The castle wall offers impressive views of the villages of Zasip and Gorje.
Zasip, or 'the altar of the Gorenjska region', as the village was described by France Prešeren, Slovenia's greatest poet, offers stunning views over Bled and its surroundings, opening up from the Hom hill above the village. To the north, Zasip borders the Radovna river and its 1.6-km-long Vintgar gorge. On its western boundary, it is delineated by the Podhom – Bled jezero railway line, to the east by the Sava Dolinka river, and to the south its plains open up towards Bled. Zasip was first mentioned in historical documents in 1075. An interesting sight in the area is the originally Gothic church of St Catharine on Hom, which was built in the 14th century and has an eventful history.

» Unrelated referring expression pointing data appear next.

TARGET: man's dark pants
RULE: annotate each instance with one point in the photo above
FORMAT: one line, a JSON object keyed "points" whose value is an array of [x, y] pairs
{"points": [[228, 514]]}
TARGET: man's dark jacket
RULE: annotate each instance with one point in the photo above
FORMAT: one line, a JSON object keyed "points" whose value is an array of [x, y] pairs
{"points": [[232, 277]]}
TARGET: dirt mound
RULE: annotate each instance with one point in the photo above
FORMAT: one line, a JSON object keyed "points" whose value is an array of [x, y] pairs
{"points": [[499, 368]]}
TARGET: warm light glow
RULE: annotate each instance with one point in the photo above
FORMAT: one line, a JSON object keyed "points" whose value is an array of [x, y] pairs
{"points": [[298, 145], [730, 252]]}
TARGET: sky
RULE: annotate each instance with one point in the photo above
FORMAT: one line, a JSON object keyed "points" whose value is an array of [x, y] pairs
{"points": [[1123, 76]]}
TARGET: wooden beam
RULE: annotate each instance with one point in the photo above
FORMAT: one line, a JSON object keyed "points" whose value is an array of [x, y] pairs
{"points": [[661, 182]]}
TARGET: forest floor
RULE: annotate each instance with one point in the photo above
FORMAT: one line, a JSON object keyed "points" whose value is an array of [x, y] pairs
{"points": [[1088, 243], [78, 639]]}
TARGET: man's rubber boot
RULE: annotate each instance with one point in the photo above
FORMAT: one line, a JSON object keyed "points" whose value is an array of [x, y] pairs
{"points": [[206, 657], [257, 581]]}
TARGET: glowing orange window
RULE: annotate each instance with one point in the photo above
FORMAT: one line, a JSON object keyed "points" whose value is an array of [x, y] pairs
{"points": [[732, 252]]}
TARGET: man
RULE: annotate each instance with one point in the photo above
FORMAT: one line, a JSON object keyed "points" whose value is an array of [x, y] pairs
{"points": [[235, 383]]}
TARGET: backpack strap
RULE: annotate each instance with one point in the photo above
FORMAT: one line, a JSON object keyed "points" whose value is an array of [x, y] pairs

The 1.6-kilometre-long Vintgar ravine was carved into the magnificent perpendicular slopes of Hom and Boršt by the Radovna river with its cascades and waterfalls, pools and rapids. Laid-out paths and wooden bridges of this theme trail culminate in the magnificent 13-metre Šum waterfall.
Gorje is a group of villages and hamlets located five kilometres from Bled in the direction of the Pokljuka and Mežakla plateaus and the Radovna valley. The area of Gorje streches from the edge of the Blejski kot area, at an altitude of 603m, to the top of Mali Triglav at 2700m above sea level. The stone implements found in the Poglejska cerkev cave near Poljšica date the oldest settlement in Gorje in the Early Stone Age.
Pokljuka is a high karst plateau in the Julian Alps and the largest forested area in Triglav National Park. It is 20km long and almost as wide. Pokljuka is a great starting point for hiking trips in the Julian Alps. On Pokljuka, cattle still graze along forest edges on traditional mountain pastures, where a weary traveller can get a glass of soured milk or taste the delicious curd, butter and cheese straight from the dairy. Pokljuka is also a world-class sporting venue that has been hosting Biathlon World Cup competitions for many years.